Studio Universal is a specialty television channel focused on films. It is owned by Universal Networks International. Programming is based on films (mainly from Universal Pictures) and related programs with interviews, insights, short films and frequent themed nights or seasons on which are shown films centred on one genre, director or actor. The Studio Universal brand was chosen as a core channel of Universal Networks International. The channel was launched on February 1, 2010 in Latin America replacing Hallmark Channel.

==History==

Former logo in Italy used from 1998-2013

Former logo used from 2010-2015

The channel was originally launched in Italy in 1998 on satellite television platform Stream TV and continued on SKY Italia from July 31, 2003 to June 1, 2008. A carriage dispute led the channel to be replaced by MGM Channel. The Studio Universal channel resumed on May 8, 2009, on Premium Gallery, part of pay-television platform Mediaset Premium.
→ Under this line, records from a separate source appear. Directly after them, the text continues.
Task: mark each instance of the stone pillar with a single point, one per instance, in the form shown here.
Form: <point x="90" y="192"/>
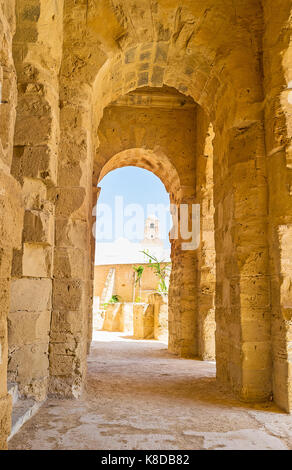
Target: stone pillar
<point x="206" y="253"/>
<point x="182" y="321"/>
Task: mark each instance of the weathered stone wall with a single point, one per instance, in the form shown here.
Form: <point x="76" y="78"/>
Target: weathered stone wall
<point x="11" y="212"/>
<point x="37" y="51"/>
<point x="206" y="270"/>
<point x="124" y="285"/>
<point x="234" y="61"/>
<point x="277" y="63"/>
<point x="125" y="129"/>
<point x="160" y="305"/>
<point x="143" y="321"/>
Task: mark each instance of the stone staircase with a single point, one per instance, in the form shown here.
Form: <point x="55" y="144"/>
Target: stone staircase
<point x="22" y="409"/>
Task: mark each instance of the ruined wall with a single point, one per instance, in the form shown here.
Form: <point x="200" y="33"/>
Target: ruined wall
<point x="107" y="52"/>
<point x="277" y="65"/>
<point x="206" y="277"/>
<point x="170" y="131"/>
<point x="37" y="51"/>
<point x="11" y="213"/>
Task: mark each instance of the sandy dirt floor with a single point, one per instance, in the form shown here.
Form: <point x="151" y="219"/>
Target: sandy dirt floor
<point x="138" y="396"/>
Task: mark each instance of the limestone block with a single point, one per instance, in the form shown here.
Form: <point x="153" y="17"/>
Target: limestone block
<point x="28" y="363"/>
<point x="11" y="211"/>
<point x="4" y="295"/>
<point x="143" y="321"/>
<point x="61" y="365"/>
<point x="71" y="233"/>
<point x="39" y="162"/>
<point x="5" y="262"/>
<point x="66" y="322"/>
<point x="37" y="260"/>
<point x="28" y="328"/>
<point x="112" y="317"/>
<point x="34" y="193"/>
<point x="32" y="295"/>
<point x="32" y="130"/>
<point x="71" y="201"/>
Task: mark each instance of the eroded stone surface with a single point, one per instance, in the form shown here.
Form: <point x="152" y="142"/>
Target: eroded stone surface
<point x="131" y="388"/>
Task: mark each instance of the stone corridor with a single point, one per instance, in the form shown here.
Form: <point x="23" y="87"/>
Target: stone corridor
<point x="139" y="396"/>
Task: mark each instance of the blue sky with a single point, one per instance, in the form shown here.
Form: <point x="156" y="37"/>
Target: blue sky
<point x="136" y="186"/>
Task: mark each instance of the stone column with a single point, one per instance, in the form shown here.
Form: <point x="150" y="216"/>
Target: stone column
<point x="277" y="65"/>
<point x="243" y="341"/>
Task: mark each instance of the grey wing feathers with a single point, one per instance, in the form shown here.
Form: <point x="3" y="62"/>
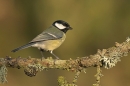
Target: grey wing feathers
<point x="23" y="47"/>
<point x="46" y="36"/>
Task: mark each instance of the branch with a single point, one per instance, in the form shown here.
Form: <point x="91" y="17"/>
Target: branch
<point x="103" y="58"/>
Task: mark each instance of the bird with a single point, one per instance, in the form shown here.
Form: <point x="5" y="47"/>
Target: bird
<point x="50" y="39"/>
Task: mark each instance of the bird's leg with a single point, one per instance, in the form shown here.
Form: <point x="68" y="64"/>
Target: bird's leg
<point x="41" y="50"/>
<point x="54" y="54"/>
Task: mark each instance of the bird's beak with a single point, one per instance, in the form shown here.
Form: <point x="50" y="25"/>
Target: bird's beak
<point x="70" y="28"/>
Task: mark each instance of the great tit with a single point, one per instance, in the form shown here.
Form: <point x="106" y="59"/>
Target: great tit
<point x="49" y="39"/>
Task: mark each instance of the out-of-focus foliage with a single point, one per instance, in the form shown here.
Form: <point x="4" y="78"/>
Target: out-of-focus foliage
<point x="97" y="24"/>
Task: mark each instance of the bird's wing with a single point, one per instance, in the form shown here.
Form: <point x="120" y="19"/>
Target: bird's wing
<point x="47" y="36"/>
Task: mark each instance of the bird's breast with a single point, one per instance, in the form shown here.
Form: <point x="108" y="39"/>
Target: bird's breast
<point x="49" y="44"/>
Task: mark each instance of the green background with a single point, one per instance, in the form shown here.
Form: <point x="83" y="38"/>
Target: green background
<point x="97" y="24"/>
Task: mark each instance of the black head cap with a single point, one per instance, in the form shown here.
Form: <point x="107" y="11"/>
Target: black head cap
<point x="62" y="25"/>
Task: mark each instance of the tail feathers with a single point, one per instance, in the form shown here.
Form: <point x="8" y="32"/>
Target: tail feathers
<point x="23" y="47"/>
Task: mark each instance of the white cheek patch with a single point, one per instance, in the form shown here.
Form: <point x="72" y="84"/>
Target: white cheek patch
<point x="60" y="26"/>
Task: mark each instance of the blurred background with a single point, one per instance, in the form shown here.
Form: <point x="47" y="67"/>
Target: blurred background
<point x="97" y="24"/>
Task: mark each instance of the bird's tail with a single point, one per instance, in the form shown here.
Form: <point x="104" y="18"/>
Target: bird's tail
<point x="23" y="47"/>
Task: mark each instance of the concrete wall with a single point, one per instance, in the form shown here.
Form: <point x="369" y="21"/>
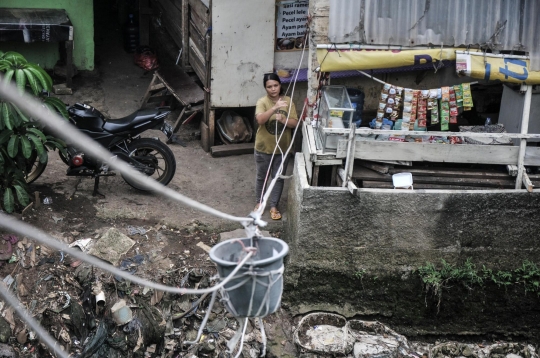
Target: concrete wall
<point x="358" y="255"/>
<point x="81" y="14"/>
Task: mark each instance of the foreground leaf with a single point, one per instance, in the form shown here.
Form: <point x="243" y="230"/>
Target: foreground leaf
<point x="9" y="200"/>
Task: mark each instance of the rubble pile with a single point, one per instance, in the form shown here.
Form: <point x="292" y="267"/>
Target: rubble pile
<point x="92" y="313"/>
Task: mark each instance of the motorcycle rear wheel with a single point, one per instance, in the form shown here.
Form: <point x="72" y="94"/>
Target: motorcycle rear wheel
<point x="156" y="156"/>
<point x="34" y="168"/>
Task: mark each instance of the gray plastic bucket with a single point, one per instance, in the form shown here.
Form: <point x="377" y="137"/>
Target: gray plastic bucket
<point x="257" y="287"/>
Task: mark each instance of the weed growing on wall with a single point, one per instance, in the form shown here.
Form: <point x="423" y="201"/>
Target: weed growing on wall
<point x="436" y="279"/>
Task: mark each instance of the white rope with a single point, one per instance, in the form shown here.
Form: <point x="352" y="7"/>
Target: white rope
<point x="23" y="314"/>
<point x="273" y="277"/>
<point x="203" y="324"/>
<point x="370" y="76"/>
<point x="27" y="230"/>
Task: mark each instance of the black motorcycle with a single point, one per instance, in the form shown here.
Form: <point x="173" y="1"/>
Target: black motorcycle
<point x="122" y="138"/>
It was announced in November, 2008 by Steve Patscheck, director of "Universal Networks Latin America", that the channel would be launched in Latin America on February 1, 2010 replacing The Hallmark Channel in the region. Studio Universal launched in September 30, 2011 in South Africa and sub-Saharan Africa.

Studio Universal was discontinued in Italy on 31 December 2018.

In 2023, Studio Universal made its first launch in Southeast Asia thru TAP DMV's over-the-top streaming service Blast TV in the Philippines.

In 2025 it became available on Cablelink, SkyCable & SkyTV.

On August 15, 2026, Studio Universal has available on Cignal & SatLite.